Höhere Energiekosten treiben die Verbraucherpreise nach oben und könnten die Europäische Zentralbank zu einer weiteren Zinserhöhung veranlassen. Schreibt bankrecht-ratgeber mit Bezug auf zeit.de.
Die Inflation im Euroraum hat sich im August 2026 deutlich beschleunigt. Nach einer vorläufigen Schätzung von Eurostat stiegen die Verbraucherpreise im Vergleich zum Vorjahresmonat um 3,3 Prozent. Im Juli hatte die Inflationsrate noch bei 2,9 Prozent gelegen.
Der wichtigste Grund für den stärkeren Preisauftrieb waren die deutlich gestiegenen Energiekosten. Energie verteuerte sich im August gegenüber dem Vorjahr um 14,3 Prozent. Im Juli hatte der Anstieg noch 10,3 Prozent betragen.
Lebensmittel verteuern sich schwächer als Dienstleistungen
In anderen Bereichen blieb die Preisentwicklung vergleichsweise moderat. Lebensmittel, Alkohol und Tabakwaren wurden im Durchschnitt 1,2 Prozent teurer. Die Preise für Dienstleistungen stiegen um 3 Prozent.
Der größte Inflationsdruck geht damit derzeit vom Energiesektor aus.
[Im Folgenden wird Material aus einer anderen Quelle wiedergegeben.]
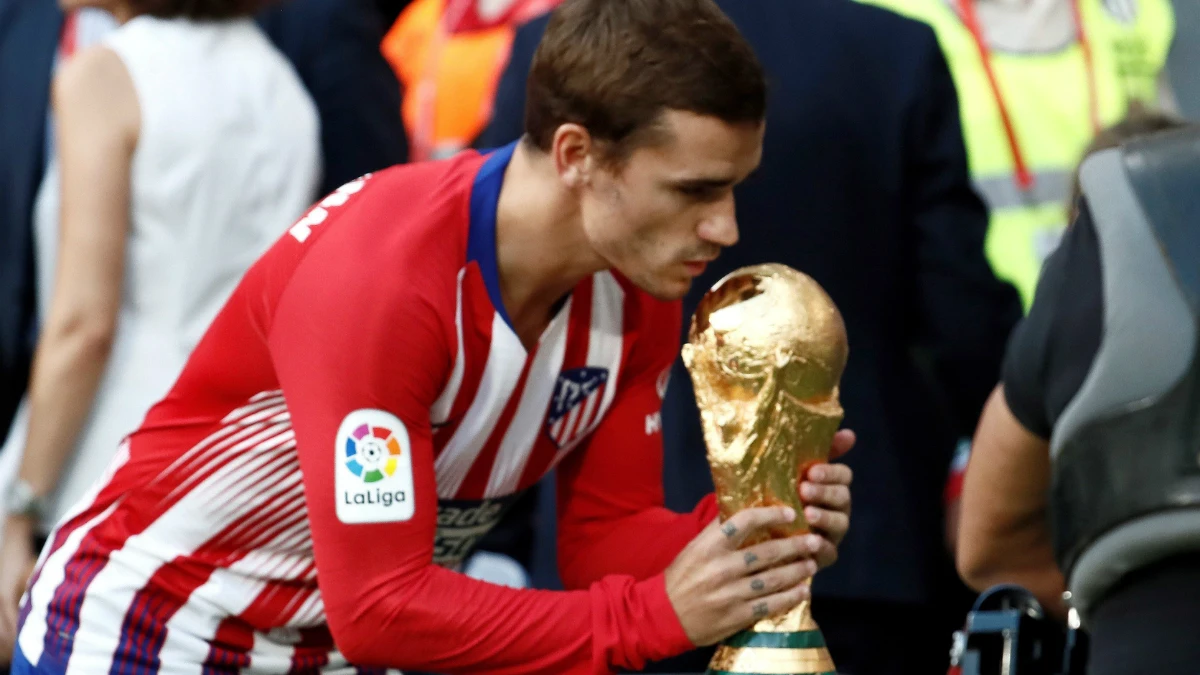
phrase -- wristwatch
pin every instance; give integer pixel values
(21, 499)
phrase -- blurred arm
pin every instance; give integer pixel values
(1005, 529)
(97, 125)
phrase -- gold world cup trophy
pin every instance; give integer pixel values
(766, 352)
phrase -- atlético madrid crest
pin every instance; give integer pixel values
(575, 404)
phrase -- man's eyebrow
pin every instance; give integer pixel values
(705, 183)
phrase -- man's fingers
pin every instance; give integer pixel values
(827, 496)
(826, 549)
(777, 603)
(769, 554)
(777, 579)
(843, 441)
(829, 475)
(744, 523)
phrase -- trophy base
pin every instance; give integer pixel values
(791, 644)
Höhere Kosten für Kraftstoffe, Strom und Heizung wirken sich zunehmend auch auf die Ausgaben von Unternehmen aus – insbesondere in der Industrie, der Logistik und im Dienstleistungssektor.
EZB könnte den Leitzins erneut anheben
Die aktuellen Inflationsdaten dürften bei der nächsten geldpolitischen Entscheidung der Europäischen Zentralbank eine wichtige Rolle spielen. Die Sitzung, auf der über die weitere Höhe des Leitzinses entschieden werden soll, ist für den 10. September geplant.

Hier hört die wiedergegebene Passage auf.